Кошка нетерпеливо повела хвостом и дёрнула ухом.

— Но я тоже видел это животное! — удивлённо проговорил муж. — Если подумать… да, в ту ночь, когда погибли родители. Я не обратил на неё особого внимания, думал — в моё отсутствие завели, мышей ловить.

Аквамариновые глаза презрительно сощурились, кошка фыркнула, всем своим видом показывая, что думает о подобной низменной версии. Теперь я узнала — это она следила за нами весь день, окружённая магией невидимости.

— Значит, она уже являлась тебе. И явно имеет какое-то отношение к магии пепелища. М-да уж… Знал бы, ни за что не позволил бы тебе, Элис, доверять такому подозрительному существу и лезть куда попало очертя голову.

Я вздохнула. Вот и ответ. Почему она запретила о себе рассказывать. Мужчины! Им лишь бы не пускать и командовать. Мы с кошкой понимающе переглянулись.

И всё-таки в его словах был резон, я не могла не признать.

— Ты зачем сюда привела посторонних? — обратилась я к кошке.

— Думаешь, она ответит? — с сомнением покосился на меня Дорн.

— Раньше же отвечала, — пожала плечами я.

Низкий, мягкий, вибрирующий голос магического животного раздался у меня в голове. И я уверена была, его слышу не только я.

«Омеус сомбриа. Таво рилико мир-аман сун. Авертис эсте. Илаварди дармэ!»

Как же сильно я пожалела, что не взяла с собой тот словарик эллерийского, который составляли граф и графиня Винтерстоун! Как бы он сейчас пригодился! Разве что догадываться… «Тедервин тирмэ», когда-то сказала мне она. «Найди Пепельную розу». Теперь вот — «дармэ». Она снова от нас чего-то хочет?

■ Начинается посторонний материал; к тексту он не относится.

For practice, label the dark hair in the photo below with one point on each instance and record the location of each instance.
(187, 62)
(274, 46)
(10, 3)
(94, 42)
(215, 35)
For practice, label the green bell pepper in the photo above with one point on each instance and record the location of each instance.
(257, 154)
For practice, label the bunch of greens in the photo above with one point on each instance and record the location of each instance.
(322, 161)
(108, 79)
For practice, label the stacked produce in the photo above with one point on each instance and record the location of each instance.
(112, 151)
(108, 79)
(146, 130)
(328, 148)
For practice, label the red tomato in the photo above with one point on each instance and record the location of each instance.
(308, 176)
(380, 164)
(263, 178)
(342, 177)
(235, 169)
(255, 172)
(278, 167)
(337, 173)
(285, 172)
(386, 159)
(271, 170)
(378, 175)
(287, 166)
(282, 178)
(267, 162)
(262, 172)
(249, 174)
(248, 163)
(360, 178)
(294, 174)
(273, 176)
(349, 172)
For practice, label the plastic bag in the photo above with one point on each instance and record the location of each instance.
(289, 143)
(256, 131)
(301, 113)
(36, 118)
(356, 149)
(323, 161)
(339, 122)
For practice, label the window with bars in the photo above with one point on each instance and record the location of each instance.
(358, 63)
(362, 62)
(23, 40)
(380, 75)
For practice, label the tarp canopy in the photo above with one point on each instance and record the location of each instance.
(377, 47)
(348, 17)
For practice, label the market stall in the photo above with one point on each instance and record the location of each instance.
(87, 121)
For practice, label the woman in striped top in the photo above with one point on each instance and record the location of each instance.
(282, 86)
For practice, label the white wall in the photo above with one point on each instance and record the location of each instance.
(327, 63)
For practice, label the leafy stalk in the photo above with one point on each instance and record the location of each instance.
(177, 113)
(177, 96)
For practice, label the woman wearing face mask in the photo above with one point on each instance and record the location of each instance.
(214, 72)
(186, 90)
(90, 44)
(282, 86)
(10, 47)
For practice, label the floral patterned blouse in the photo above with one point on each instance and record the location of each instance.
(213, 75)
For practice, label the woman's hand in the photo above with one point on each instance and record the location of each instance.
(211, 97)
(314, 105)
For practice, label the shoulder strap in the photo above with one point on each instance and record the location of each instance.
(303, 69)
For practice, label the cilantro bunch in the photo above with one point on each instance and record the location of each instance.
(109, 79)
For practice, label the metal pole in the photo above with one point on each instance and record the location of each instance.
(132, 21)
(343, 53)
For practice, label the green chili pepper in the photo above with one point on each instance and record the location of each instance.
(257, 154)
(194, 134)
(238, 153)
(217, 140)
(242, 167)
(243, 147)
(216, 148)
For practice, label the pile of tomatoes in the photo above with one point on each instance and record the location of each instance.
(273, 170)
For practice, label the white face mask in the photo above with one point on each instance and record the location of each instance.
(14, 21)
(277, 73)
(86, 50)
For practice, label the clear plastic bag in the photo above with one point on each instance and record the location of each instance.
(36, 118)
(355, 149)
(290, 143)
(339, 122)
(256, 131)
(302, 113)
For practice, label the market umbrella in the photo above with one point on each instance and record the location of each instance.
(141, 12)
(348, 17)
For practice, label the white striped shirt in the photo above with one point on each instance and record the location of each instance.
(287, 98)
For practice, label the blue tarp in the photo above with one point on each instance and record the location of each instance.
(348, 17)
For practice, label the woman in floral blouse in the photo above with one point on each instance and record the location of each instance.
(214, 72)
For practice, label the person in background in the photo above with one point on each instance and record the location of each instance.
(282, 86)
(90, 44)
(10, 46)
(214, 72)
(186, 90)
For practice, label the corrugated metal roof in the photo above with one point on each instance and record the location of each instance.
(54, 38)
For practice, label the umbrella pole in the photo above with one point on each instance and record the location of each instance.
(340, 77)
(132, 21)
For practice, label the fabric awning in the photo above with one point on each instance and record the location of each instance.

— «Надоело ждать. Вы слишком долго думали. Я подтолкнула к действиям. Пора открыть портал!»

Ах, как я могла забыть — у меня же есть теперь свой собственный ходячий словарь! Чёткий, спокойный перевод Дорна отразился от камней звучным эхом.

— Ого! У тебя дома в подвале целый портал? И неужели ни разу не открыл? Нет, брат, в тебе точно умерла жилка авантюризма, присущая нашему роду.

И прежде, чем кто-то успел его остановить, Квентин сделал шаг вперёд.

Сначала вытянутая рука, а потом и сам он просто исчезли в распахнутом зеве арки. Голубой свет вспыхнул ярче, теперь он нестерпимо резал глаза.

Кошка, глянув насмешливо и свысока, одним прыжком скрылась там же.

Мне нечасто доводилось слышать, чтобы муж при мне ругался нецензурными словами, но сейчас был именно тот момент.

Он обернулся резко и схватил меня за плечи.

— Поклянись немедленно, что не пойдёшь за мной! Ну же! Клянись!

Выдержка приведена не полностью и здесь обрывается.